Tim Walz is seeing joy everywhere.
There's joy at the Democratic fundraisers, rallies and delegate breakfasts he's attending, stumping on behalf of Vice President Kamala Harris as her running mate. At a recent fundraiser in Boston, the Minnesota governor said Democrats were "always fighting back against something," but the message is different now.
"We're seeing a whole group of young people who've never been involved in the politics of joy, never been involved in the politics of what's possible," he said.
That idea of the "politics of joy" has become an unofficial theme of the three-week-old Harris-Walz campaign for the White House, cropping up in speeches and news headlines as Democrats try to shift the vibe of the 2024 cycle from one of grim resignation to exuberance.
But Walz didn't coin "the politics of joy" — the phrase comes from another prominent Minnesotan, who later regretted using it at a pivotal moment in his political career.
Hubert Humphrey wears Minnesota Vikings coach Bud Grant's hat on Sept. 3, 1971.
"It's a very ironic story," said Samuel Freedman, who wrote "Into the Bright Sunshine," a book about the civil rights fight of a young Hubert Humphrey. The former vice president and Minnesota U.S. senator introduced the "politics of joy" phrase into the lexicon when he jumped into the battle for the Democratic presidential nomination in 1968.
"What we're dealing with now is the rehabilitation and redemption of a phrase that Humphrey on one hand embraced and also regretted," Freedman said.
Humphrey, then vice president, decided to run for the presidential nomination after President Lyndon B. Johnson ended his own bid for reelection.

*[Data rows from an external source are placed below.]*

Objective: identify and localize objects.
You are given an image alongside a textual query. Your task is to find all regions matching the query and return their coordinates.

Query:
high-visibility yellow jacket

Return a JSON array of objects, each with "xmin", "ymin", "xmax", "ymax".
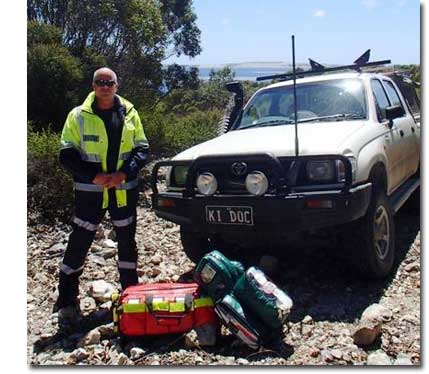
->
[{"xmin": 60, "ymin": 92, "xmax": 149, "ymax": 208}]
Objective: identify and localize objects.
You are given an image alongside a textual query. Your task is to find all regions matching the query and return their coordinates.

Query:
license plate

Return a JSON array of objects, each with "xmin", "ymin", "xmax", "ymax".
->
[{"xmin": 206, "ymin": 205, "xmax": 253, "ymax": 226}]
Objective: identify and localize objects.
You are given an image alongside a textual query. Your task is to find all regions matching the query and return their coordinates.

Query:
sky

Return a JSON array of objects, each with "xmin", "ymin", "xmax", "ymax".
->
[{"xmin": 166, "ymin": 0, "xmax": 420, "ymax": 66}]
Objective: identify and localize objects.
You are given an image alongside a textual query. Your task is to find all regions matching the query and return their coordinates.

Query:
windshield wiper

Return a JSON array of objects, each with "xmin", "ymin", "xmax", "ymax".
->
[
  {"xmin": 298, "ymin": 113, "xmax": 365, "ymax": 123},
  {"xmin": 238, "ymin": 119, "xmax": 294, "ymax": 130}
]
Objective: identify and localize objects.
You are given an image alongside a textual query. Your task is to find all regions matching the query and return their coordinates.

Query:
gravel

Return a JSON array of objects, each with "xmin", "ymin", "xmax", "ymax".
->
[{"xmin": 27, "ymin": 187, "xmax": 421, "ymax": 365}]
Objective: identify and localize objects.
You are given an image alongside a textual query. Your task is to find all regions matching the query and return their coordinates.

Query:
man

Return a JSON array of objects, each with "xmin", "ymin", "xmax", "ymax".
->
[{"xmin": 54, "ymin": 67, "xmax": 149, "ymax": 327}]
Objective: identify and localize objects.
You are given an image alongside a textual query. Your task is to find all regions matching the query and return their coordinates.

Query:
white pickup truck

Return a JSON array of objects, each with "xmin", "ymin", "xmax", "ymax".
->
[{"xmin": 152, "ymin": 67, "xmax": 420, "ymax": 278}]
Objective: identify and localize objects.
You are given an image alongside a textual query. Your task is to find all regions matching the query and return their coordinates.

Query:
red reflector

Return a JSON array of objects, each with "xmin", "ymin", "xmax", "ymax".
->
[
  {"xmin": 158, "ymin": 199, "xmax": 176, "ymax": 208},
  {"xmin": 307, "ymin": 199, "xmax": 333, "ymax": 209}
]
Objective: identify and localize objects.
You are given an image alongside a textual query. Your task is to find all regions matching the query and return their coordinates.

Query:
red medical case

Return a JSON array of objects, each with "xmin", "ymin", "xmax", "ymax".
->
[{"xmin": 112, "ymin": 283, "xmax": 217, "ymax": 336}]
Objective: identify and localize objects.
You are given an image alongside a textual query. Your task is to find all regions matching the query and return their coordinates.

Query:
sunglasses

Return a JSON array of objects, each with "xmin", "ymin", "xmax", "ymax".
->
[{"xmin": 94, "ymin": 79, "xmax": 116, "ymax": 87}]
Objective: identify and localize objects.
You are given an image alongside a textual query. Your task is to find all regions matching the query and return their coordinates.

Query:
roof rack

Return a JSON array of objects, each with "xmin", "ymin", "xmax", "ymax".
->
[{"xmin": 256, "ymin": 49, "xmax": 391, "ymax": 81}]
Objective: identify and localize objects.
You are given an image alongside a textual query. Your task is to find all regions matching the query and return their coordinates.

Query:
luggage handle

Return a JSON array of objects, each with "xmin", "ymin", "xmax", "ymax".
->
[{"xmin": 145, "ymin": 294, "xmax": 193, "ymax": 326}]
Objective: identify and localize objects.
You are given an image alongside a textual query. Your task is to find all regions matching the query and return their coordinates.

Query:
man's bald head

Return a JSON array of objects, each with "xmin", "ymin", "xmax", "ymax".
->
[{"xmin": 92, "ymin": 67, "xmax": 118, "ymax": 83}]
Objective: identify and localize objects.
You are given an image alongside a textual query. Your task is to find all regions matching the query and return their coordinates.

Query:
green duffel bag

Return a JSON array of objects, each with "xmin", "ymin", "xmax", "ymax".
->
[
  {"xmin": 193, "ymin": 251, "xmax": 244, "ymax": 302},
  {"xmin": 233, "ymin": 266, "xmax": 293, "ymax": 329}
]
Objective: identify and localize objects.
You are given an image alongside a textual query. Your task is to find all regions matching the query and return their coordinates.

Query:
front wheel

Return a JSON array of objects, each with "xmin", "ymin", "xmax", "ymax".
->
[{"xmin": 343, "ymin": 192, "xmax": 395, "ymax": 279}]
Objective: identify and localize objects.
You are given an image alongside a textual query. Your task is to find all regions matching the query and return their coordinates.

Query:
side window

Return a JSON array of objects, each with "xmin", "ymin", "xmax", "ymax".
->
[
  {"xmin": 383, "ymin": 80, "xmax": 405, "ymax": 116},
  {"xmin": 371, "ymin": 79, "xmax": 390, "ymax": 122}
]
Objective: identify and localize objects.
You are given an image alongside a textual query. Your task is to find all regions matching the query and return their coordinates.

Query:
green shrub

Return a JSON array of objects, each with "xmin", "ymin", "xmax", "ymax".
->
[
  {"xmin": 165, "ymin": 111, "xmax": 222, "ymax": 152},
  {"xmin": 27, "ymin": 125, "xmax": 73, "ymax": 221},
  {"xmin": 141, "ymin": 111, "xmax": 222, "ymax": 155},
  {"xmin": 141, "ymin": 111, "xmax": 222, "ymax": 155}
]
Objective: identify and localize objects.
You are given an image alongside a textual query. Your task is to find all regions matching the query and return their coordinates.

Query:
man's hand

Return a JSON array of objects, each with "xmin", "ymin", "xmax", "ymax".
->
[
  {"xmin": 92, "ymin": 173, "xmax": 111, "ymax": 187},
  {"xmin": 104, "ymin": 171, "xmax": 127, "ymax": 188}
]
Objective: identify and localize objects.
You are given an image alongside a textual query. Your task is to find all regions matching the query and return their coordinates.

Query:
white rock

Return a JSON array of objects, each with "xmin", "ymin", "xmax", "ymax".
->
[
  {"xmin": 70, "ymin": 348, "xmax": 89, "ymax": 361},
  {"xmin": 149, "ymin": 255, "xmax": 162, "ymax": 265},
  {"xmin": 100, "ymin": 248, "xmax": 117, "ymax": 260},
  {"xmin": 366, "ymin": 351, "xmax": 392, "ymax": 365},
  {"xmin": 118, "ymin": 353, "xmax": 130, "ymax": 365},
  {"xmin": 393, "ymin": 353, "xmax": 413, "ymax": 366},
  {"xmin": 88, "ymin": 254, "xmax": 106, "ymax": 266},
  {"xmin": 89, "ymin": 279, "xmax": 116, "ymax": 303},
  {"xmin": 103, "ymin": 239, "xmax": 116, "ymax": 248},
  {"xmin": 80, "ymin": 296, "xmax": 97, "ymax": 312},
  {"xmin": 107, "ymin": 229, "xmax": 116, "ymax": 240},
  {"xmin": 130, "ymin": 347, "xmax": 146, "ymax": 360},
  {"xmin": 77, "ymin": 329, "xmax": 101, "ymax": 348},
  {"xmin": 361, "ymin": 304, "xmax": 393, "ymax": 322},
  {"xmin": 353, "ymin": 320, "xmax": 382, "ymax": 347}
]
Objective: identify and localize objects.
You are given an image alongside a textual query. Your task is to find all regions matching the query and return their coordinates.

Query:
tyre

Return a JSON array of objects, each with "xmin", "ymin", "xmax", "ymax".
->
[
  {"xmin": 343, "ymin": 191, "xmax": 395, "ymax": 279},
  {"xmin": 180, "ymin": 226, "xmax": 211, "ymax": 264}
]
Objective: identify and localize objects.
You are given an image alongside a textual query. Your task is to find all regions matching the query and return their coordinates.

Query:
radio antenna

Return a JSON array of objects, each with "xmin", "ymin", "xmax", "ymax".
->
[{"xmin": 292, "ymin": 35, "xmax": 299, "ymax": 157}]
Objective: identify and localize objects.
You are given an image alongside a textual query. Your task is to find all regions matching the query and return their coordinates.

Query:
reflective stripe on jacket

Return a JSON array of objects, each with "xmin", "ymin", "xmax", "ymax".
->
[{"xmin": 60, "ymin": 92, "xmax": 149, "ymax": 209}]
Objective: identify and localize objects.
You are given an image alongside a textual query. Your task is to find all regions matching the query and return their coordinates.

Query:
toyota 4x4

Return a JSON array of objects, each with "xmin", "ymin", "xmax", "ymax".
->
[{"xmin": 152, "ymin": 55, "xmax": 420, "ymax": 278}]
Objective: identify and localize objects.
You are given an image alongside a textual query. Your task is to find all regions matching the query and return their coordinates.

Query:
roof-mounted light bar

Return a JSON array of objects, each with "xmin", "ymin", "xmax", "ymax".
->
[{"xmin": 256, "ymin": 49, "xmax": 391, "ymax": 81}]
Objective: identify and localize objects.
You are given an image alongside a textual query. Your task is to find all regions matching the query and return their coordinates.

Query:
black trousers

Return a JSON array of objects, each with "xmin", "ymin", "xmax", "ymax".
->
[{"xmin": 57, "ymin": 188, "xmax": 138, "ymax": 308}]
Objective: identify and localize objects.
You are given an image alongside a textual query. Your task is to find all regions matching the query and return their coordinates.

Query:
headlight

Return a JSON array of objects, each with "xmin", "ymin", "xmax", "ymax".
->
[
  {"xmin": 335, "ymin": 156, "xmax": 357, "ymax": 182},
  {"xmin": 172, "ymin": 165, "xmax": 189, "ymax": 187},
  {"xmin": 246, "ymin": 171, "xmax": 268, "ymax": 196},
  {"xmin": 307, "ymin": 160, "xmax": 335, "ymax": 182},
  {"xmin": 197, "ymin": 173, "xmax": 217, "ymax": 196}
]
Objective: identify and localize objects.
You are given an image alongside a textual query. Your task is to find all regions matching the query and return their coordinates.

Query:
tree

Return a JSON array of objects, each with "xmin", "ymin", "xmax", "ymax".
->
[
  {"xmin": 27, "ymin": 22, "xmax": 83, "ymax": 129},
  {"xmin": 27, "ymin": 0, "xmax": 201, "ymax": 105}
]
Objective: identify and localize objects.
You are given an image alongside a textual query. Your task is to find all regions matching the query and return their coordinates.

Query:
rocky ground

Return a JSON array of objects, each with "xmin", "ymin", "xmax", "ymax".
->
[{"xmin": 27, "ymin": 187, "xmax": 421, "ymax": 365}]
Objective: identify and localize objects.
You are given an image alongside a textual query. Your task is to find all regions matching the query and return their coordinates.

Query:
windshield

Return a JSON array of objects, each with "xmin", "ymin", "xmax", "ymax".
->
[{"xmin": 236, "ymin": 78, "xmax": 367, "ymax": 129}]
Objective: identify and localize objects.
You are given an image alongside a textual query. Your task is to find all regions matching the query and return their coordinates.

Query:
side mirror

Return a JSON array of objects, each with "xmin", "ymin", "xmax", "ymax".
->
[
  {"xmin": 225, "ymin": 81, "xmax": 244, "ymax": 97},
  {"xmin": 224, "ymin": 81, "xmax": 244, "ymax": 132},
  {"xmin": 385, "ymin": 105, "xmax": 405, "ymax": 121}
]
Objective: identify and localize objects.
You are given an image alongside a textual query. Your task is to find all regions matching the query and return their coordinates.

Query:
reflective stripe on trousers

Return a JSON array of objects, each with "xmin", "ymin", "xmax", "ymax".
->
[
  {"xmin": 73, "ymin": 216, "xmax": 98, "ymax": 231},
  {"xmin": 112, "ymin": 216, "xmax": 134, "ymax": 227},
  {"xmin": 60, "ymin": 263, "xmax": 83, "ymax": 275},
  {"xmin": 118, "ymin": 261, "xmax": 137, "ymax": 270}
]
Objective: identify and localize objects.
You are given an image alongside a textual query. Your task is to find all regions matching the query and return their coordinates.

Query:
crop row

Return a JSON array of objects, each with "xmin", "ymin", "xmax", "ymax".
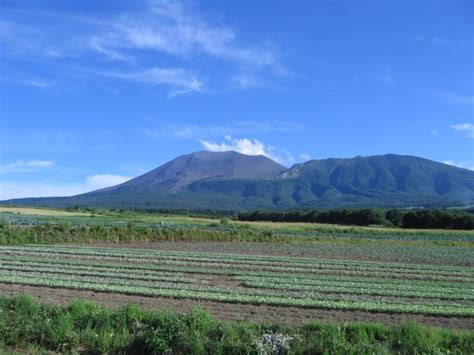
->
[
  {"xmin": 15, "ymin": 246, "xmax": 474, "ymax": 275},
  {"xmin": 242, "ymin": 281, "xmax": 474, "ymax": 301},
  {"xmin": 0, "ymin": 262, "xmax": 195, "ymax": 283},
  {"xmin": 0, "ymin": 255, "xmax": 472, "ymax": 284},
  {"xmin": 0, "ymin": 270, "xmax": 470, "ymax": 307},
  {"xmin": 0, "ymin": 275, "xmax": 474, "ymax": 317},
  {"xmin": 2, "ymin": 248, "xmax": 474, "ymax": 281}
]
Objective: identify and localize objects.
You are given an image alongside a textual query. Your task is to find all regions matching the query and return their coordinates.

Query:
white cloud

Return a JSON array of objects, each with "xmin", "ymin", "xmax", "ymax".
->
[
  {"xmin": 231, "ymin": 73, "xmax": 263, "ymax": 89},
  {"xmin": 86, "ymin": 0, "xmax": 278, "ymax": 66},
  {"xmin": 200, "ymin": 135, "xmax": 309, "ymax": 166},
  {"xmin": 299, "ymin": 154, "xmax": 313, "ymax": 161},
  {"xmin": 141, "ymin": 120, "xmax": 307, "ymax": 141},
  {"xmin": 93, "ymin": 67, "xmax": 204, "ymax": 96},
  {"xmin": 442, "ymin": 160, "xmax": 474, "ymax": 170},
  {"xmin": 86, "ymin": 174, "xmax": 131, "ymax": 189},
  {"xmin": 0, "ymin": 174, "xmax": 131, "ymax": 200},
  {"xmin": 201, "ymin": 136, "xmax": 273, "ymax": 159},
  {"xmin": 449, "ymin": 123, "xmax": 474, "ymax": 138},
  {"xmin": 0, "ymin": 159, "xmax": 54, "ymax": 174}
]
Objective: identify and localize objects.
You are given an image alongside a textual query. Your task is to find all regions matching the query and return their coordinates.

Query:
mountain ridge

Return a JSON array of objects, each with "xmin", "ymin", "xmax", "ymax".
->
[{"xmin": 3, "ymin": 151, "xmax": 474, "ymax": 210}]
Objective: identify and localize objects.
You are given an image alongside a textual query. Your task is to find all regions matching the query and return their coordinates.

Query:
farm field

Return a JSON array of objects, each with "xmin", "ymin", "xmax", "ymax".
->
[
  {"xmin": 0, "ymin": 243, "xmax": 474, "ymax": 330},
  {"xmin": 0, "ymin": 208, "xmax": 474, "ymax": 353}
]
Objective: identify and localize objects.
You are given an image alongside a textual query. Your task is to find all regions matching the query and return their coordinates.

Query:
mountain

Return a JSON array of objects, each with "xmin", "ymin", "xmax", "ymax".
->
[{"xmin": 4, "ymin": 151, "xmax": 474, "ymax": 210}]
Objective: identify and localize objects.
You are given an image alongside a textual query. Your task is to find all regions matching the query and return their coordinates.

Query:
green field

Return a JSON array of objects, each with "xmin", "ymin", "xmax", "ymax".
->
[{"xmin": 0, "ymin": 209, "xmax": 474, "ymax": 352}]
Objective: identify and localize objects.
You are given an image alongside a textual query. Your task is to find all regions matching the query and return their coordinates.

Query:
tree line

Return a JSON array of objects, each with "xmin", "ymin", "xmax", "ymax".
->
[{"xmin": 237, "ymin": 208, "xmax": 474, "ymax": 230}]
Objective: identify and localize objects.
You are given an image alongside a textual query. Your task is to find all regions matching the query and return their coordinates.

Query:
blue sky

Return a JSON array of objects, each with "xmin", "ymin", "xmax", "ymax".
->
[{"xmin": 0, "ymin": 0, "xmax": 474, "ymax": 199}]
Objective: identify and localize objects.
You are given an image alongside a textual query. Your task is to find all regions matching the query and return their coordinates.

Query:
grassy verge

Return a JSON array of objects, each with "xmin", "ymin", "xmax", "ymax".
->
[{"xmin": 0, "ymin": 296, "xmax": 474, "ymax": 354}]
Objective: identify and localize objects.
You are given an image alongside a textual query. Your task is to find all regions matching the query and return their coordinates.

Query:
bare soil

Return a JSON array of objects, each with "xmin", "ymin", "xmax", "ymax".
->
[{"xmin": 0, "ymin": 279, "xmax": 474, "ymax": 330}]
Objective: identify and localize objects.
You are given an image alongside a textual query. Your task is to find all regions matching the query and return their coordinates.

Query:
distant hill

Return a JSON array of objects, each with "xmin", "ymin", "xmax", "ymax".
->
[{"xmin": 4, "ymin": 151, "xmax": 474, "ymax": 210}]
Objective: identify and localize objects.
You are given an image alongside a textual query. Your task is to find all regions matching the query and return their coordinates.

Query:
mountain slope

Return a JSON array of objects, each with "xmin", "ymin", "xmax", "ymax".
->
[{"xmin": 4, "ymin": 152, "xmax": 474, "ymax": 210}]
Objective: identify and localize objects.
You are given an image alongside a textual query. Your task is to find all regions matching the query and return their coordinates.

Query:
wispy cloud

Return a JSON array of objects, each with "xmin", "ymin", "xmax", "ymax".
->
[
  {"xmin": 433, "ymin": 92, "xmax": 474, "ymax": 105},
  {"xmin": 201, "ymin": 136, "xmax": 279, "ymax": 161},
  {"xmin": 86, "ymin": 174, "xmax": 131, "ymax": 189},
  {"xmin": 0, "ymin": 0, "xmax": 282, "ymax": 97},
  {"xmin": 93, "ymin": 67, "xmax": 204, "ymax": 96},
  {"xmin": 141, "ymin": 120, "xmax": 307, "ymax": 141},
  {"xmin": 449, "ymin": 123, "xmax": 474, "ymax": 138},
  {"xmin": 231, "ymin": 73, "xmax": 263, "ymax": 89},
  {"xmin": 200, "ymin": 135, "xmax": 309, "ymax": 166},
  {"xmin": 86, "ymin": 0, "xmax": 278, "ymax": 66},
  {"xmin": 0, "ymin": 159, "xmax": 54, "ymax": 174},
  {"xmin": 0, "ymin": 174, "xmax": 130, "ymax": 200}
]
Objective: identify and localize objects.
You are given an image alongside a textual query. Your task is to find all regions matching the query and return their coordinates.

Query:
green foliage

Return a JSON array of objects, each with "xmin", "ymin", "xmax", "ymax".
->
[
  {"xmin": 0, "ymin": 295, "xmax": 474, "ymax": 354},
  {"xmin": 238, "ymin": 208, "xmax": 474, "ymax": 230}
]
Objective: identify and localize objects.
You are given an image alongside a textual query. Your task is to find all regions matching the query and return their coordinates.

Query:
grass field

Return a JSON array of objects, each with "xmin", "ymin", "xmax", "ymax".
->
[{"xmin": 0, "ymin": 209, "xmax": 474, "ymax": 352}]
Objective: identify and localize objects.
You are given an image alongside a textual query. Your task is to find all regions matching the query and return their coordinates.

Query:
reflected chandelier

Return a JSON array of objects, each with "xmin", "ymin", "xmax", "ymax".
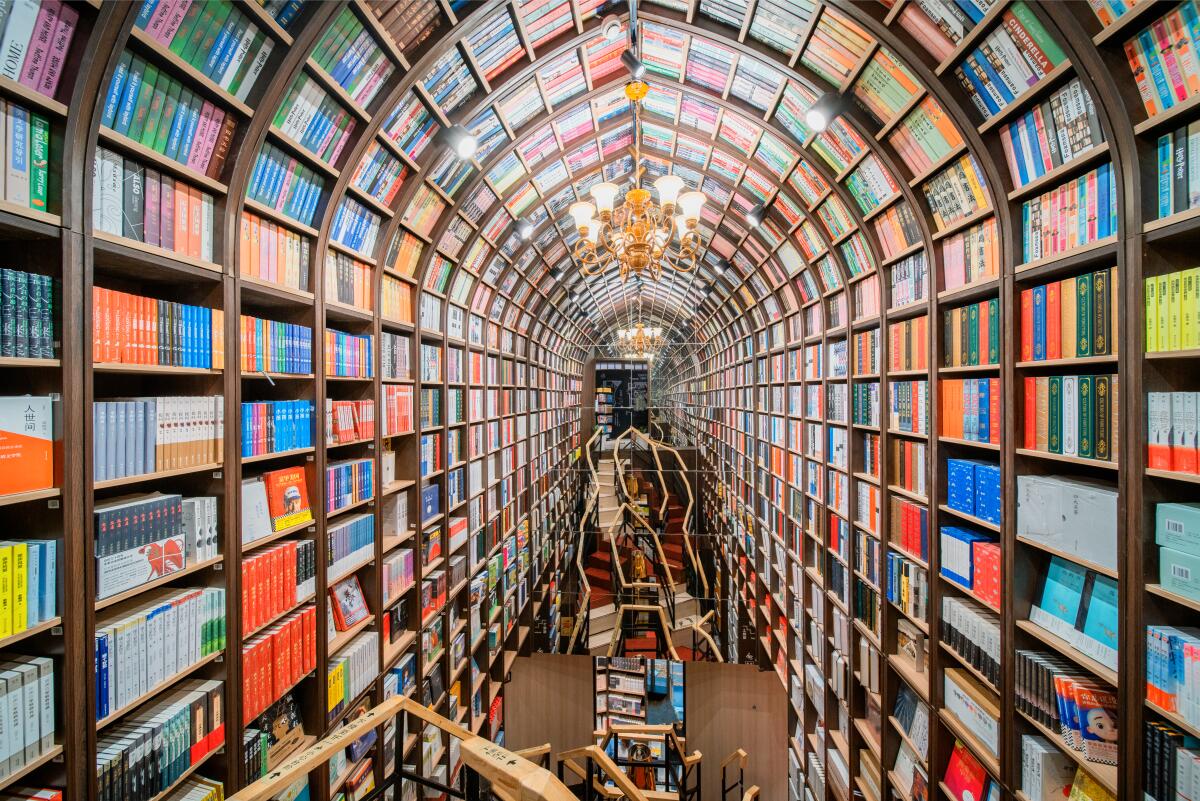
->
[
  {"xmin": 570, "ymin": 80, "xmax": 706, "ymax": 281},
  {"xmin": 617, "ymin": 323, "xmax": 662, "ymax": 359}
]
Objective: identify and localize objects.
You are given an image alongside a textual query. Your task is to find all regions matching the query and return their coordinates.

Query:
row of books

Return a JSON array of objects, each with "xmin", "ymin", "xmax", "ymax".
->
[
  {"xmin": 96, "ymin": 679, "xmax": 226, "ymax": 801},
  {"xmin": 241, "ymin": 540, "xmax": 317, "ymax": 636},
  {"xmin": 0, "ymin": 0, "xmax": 79, "ymax": 97},
  {"xmin": 246, "ymin": 143, "xmax": 325, "ymax": 225},
  {"xmin": 0, "ymin": 267, "xmax": 55, "ymax": 359},
  {"xmin": 92, "ymin": 147, "xmax": 215, "ymax": 263},
  {"xmin": 241, "ymin": 604, "xmax": 317, "ymax": 723},
  {"xmin": 325, "ymin": 459, "xmax": 374, "ymax": 514},
  {"xmin": 1154, "ymin": 504, "xmax": 1200, "ymax": 606},
  {"xmin": 272, "ymin": 72, "xmax": 355, "ymax": 164},
  {"xmin": 133, "ymin": 0, "xmax": 275, "ymax": 100},
  {"xmin": 101, "ymin": 50, "xmax": 238, "ymax": 179},
  {"xmin": 1021, "ymin": 162, "xmax": 1117, "ymax": 261},
  {"xmin": 325, "ymin": 513, "xmax": 376, "ymax": 577},
  {"xmin": 92, "ymin": 288, "xmax": 224, "ymax": 369},
  {"xmin": 239, "ymin": 314, "xmax": 312, "ymax": 375},
  {"xmin": 1016, "ymin": 650, "xmax": 1118, "ymax": 765},
  {"xmin": 238, "ymin": 211, "xmax": 312, "ymax": 291},
  {"xmin": 938, "ymin": 525, "xmax": 1001, "ymax": 610},
  {"xmin": 92, "ymin": 395, "xmax": 224, "ymax": 481},
  {"xmin": 0, "ymin": 654, "xmax": 56, "ymax": 777},
  {"xmin": 1124, "ymin": 0, "xmax": 1200, "ymax": 116},
  {"xmin": 325, "ymin": 631, "xmax": 379, "ymax": 719},
  {"xmin": 1030, "ymin": 556, "xmax": 1118, "ymax": 670},
  {"xmin": 94, "ymin": 493, "xmax": 221, "ymax": 599},
  {"xmin": 1024, "ymin": 375, "xmax": 1120, "ymax": 462},
  {"xmin": 1020, "ymin": 267, "xmax": 1113, "ymax": 361},
  {"xmin": 942, "ymin": 297, "xmax": 1000, "ymax": 367},
  {"xmin": 937, "ymin": 378, "xmax": 1001, "ymax": 445},
  {"xmin": 1000, "ymin": 78, "xmax": 1099, "ymax": 188},
  {"xmin": 241, "ymin": 401, "xmax": 313, "ymax": 457},
  {"xmin": 0, "ymin": 540, "xmax": 59, "ymax": 637},
  {"xmin": 946, "ymin": 458, "xmax": 1001, "ymax": 525},
  {"xmin": 954, "ymin": 1, "xmax": 1067, "ymax": 119},
  {"xmin": 325, "ymin": 398, "xmax": 374, "ymax": 445},
  {"xmin": 1142, "ymin": 267, "xmax": 1200, "ymax": 354},
  {"xmin": 95, "ymin": 588, "xmax": 226, "ymax": 721},
  {"xmin": 241, "ymin": 466, "xmax": 312, "ymax": 544},
  {"xmin": 312, "ymin": 6, "xmax": 396, "ymax": 108},
  {"xmin": 324, "ymin": 329, "xmax": 374, "ymax": 378}
]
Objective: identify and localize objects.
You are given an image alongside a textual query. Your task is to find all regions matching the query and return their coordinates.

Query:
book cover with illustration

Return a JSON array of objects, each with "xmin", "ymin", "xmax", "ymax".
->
[{"xmin": 263, "ymin": 468, "xmax": 312, "ymax": 531}]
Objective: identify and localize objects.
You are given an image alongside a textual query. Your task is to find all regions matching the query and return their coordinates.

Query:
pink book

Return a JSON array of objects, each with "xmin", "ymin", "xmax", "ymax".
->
[
  {"xmin": 37, "ymin": 4, "xmax": 79, "ymax": 97},
  {"xmin": 143, "ymin": 169, "xmax": 162, "ymax": 247},
  {"xmin": 187, "ymin": 101, "xmax": 216, "ymax": 173},
  {"xmin": 158, "ymin": 175, "xmax": 175, "ymax": 251},
  {"xmin": 275, "ymin": 158, "xmax": 296, "ymax": 211},
  {"xmin": 146, "ymin": 0, "xmax": 180, "ymax": 42},
  {"xmin": 158, "ymin": 0, "xmax": 192, "ymax": 47},
  {"xmin": 200, "ymin": 107, "xmax": 224, "ymax": 173},
  {"xmin": 17, "ymin": 0, "xmax": 62, "ymax": 89}
]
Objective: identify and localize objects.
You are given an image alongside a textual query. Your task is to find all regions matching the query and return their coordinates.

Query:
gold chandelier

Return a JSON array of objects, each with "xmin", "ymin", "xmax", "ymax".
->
[
  {"xmin": 617, "ymin": 323, "xmax": 662, "ymax": 359},
  {"xmin": 570, "ymin": 80, "xmax": 706, "ymax": 281}
]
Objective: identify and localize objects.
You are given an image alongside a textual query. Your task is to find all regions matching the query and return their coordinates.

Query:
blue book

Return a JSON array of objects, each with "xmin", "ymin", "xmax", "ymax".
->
[
  {"xmin": 1038, "ymin": 556, "xmax": 1087, "ymax": 628},
  {"xmin": 1084, "ymin": 573, "xmax": 1118, "ymax": 650}
]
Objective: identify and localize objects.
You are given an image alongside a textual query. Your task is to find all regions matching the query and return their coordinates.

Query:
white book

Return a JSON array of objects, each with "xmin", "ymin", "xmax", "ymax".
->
[{"xmin": 0, "ymin": 0, "xmax": 42, "ymax": 80}]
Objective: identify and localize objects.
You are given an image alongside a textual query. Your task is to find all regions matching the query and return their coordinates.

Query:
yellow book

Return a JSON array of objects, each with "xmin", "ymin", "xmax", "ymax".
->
[
  {"xmin": 0, "ymin": 543, "xmax": 12, "ymax": 638},
  {"xmin": 1058, "ymin": 277, "xmax": 1079, "ymax": 359},
  {"xmin": 1156, "ymin": 276, "xmax": 1171, "ymax": 350},
  {"xmin": 11, "ymin": 542, "xmax": 29, "ymax": 634},
  {"xmin": 1180, "ymin": 267, "xmax": 1200, "ymax": 350}
]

Johnson's poll numbers were dipping and he was facing strong opposition from anti-war candidates.
On April 27, 1968, in front of a crowd of 1,700 supporters at the Shoreham Hotel in Washington, D.C., Humphrey delivered a 20-minute speech that promised to unite the nation.
"And here we are, just as we ought to be, here we are, the people, here we are the spirit of dedication, here we are the way politics ought to be in America," Humphrey told the crowd, and those watching and listening to the television and radio broadcasts of the speech. "The politics of happiness, politics of purpose, politics of joy; and that's the way it's going to be, all the way, too, from here on out."
The comment was met with applause in the room, and a marked-up copy of the speech preserved by the Minnesota Historical Society suggests Humphrey himself either wrote or put emphasis on the idea of the politics of joy in the speech.
In his autobiography, Humphrey would later write that the concept of the politics of joy was "a phrase I did not invent" but that would haunt him. He delivered the speech at a turbulent moment for the country. Martin Luther King had been assassinated weeks earlier, Johnson was freshly out of the presidential race and there was growing frustration about the death toll in the Vietnam War.
"When he used that phrase the politics of joy, it landed like an anvil in the context of all the problems America was going through in 1968," Freedman said. "It was rare for Humphrey, being the great retail politician he was. He had a great intuitive sense of where the public was at, but in this case he just misread the mood."
Humphrey would go on to win the Democratic presidential nomination but was narrowly defeated by Republican Richard Nixon for the presidency.
Freedman said it's fascinating to see the phrase emerge again in a new context. Walz, like Humphrey, is good at retail politics, and his delivery of the line on the campaign trail feels authentic because of his own exuberance, Freedman said.
"Fifty-six years later and a lot of the public is ravenous for the idea that joy can come back into politics," he said. "Now it feels like a tonic to a lot of people."